Chapter 12 #2

Leaving is the rule I keep. He’s never asked me to go, never said you should get back, if anything, the opposite—a hand finding my wrist when I reach for my jeans, a pause.

Once, on Wednesday, his fingers close around my belt loop while I’m pulling on my shirt, and he holds—one beat. Then he lets go, and we let it hang.

But I go. The blokes at the back end of parties taught me the choreography—finish, leave, forget—except I remember. The tram seat is cold after his sheets, the bed when I get back smells like nothing, and I lie there staring at the ceiling, feeling everything.
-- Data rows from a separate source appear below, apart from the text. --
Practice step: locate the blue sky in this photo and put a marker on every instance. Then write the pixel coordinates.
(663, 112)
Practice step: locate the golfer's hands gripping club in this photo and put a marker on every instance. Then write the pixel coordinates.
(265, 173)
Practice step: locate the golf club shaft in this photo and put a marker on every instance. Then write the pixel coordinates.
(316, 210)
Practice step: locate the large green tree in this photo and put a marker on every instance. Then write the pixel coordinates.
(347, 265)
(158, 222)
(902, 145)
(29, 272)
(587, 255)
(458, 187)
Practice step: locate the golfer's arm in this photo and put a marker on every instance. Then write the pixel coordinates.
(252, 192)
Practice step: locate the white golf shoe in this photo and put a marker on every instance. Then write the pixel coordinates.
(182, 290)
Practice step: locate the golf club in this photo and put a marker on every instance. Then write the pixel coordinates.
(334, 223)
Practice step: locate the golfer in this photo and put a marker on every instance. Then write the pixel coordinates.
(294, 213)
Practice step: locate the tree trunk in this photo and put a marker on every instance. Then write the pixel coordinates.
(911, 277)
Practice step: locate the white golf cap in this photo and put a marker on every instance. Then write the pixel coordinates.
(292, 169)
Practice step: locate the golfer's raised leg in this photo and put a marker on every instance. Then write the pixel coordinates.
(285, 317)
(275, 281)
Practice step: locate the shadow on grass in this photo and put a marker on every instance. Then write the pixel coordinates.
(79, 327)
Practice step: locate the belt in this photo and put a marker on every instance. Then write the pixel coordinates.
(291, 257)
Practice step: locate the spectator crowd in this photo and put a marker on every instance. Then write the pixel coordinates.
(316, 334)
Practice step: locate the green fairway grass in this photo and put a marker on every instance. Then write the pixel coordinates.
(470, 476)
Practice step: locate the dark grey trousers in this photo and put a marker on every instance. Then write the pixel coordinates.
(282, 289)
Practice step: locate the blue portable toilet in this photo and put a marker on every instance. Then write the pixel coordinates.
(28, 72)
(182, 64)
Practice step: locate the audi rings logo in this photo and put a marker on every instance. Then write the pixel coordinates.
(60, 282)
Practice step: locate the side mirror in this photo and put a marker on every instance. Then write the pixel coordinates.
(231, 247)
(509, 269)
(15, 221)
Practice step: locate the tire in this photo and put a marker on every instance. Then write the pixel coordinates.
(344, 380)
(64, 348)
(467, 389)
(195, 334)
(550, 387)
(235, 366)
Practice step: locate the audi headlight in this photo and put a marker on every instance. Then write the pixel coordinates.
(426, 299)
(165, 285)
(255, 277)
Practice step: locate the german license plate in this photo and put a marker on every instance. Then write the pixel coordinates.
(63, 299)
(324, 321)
The tram at midnight smells of wet coats. I lean my head on the window, let the cold help with what it helps with, leave the rest unexamined.

Friday lecture, week seven. He’s at the board, I’m in the last row, and between us two hundred students, a colleague taking notes for some module coordination thing, and approximately ninety-six hours since he had me on his kitchen table.

‘And as n tends to infinity,’ he’s saying, ‘the terms of the sequence get arbitrarily close to L, but never quite reach it.’

He finds my eyes—the automatic scan that snags on the last row and sticks—his mouth moving but his voice trailing away. For a beat, Dr Haldrey is replaced by the man who left marks on my skin still visible under this shirt.

He recovers. Nobody notices except the colleague and me.

‘You alright?’ she says, during the pause while students copy down an equation. Leaning in. Low voice, but not low enough. ‘You seem a bit distracted lately.’

‘Fine.’ His professional voice, the one with all the bolts tightened. ‘Didn’t sleep well.’

The colleague nods. Looks back at her notes. But the look she gave him before the nod, the look lasting one second longer than concern, stays with me.

My dick’s too hard, and the notebook on my lap will have to hide it. This man, this composed, controlled man, can teach a room of two hundred without losing it because of me. That’s the most erotic thing that has ever happened.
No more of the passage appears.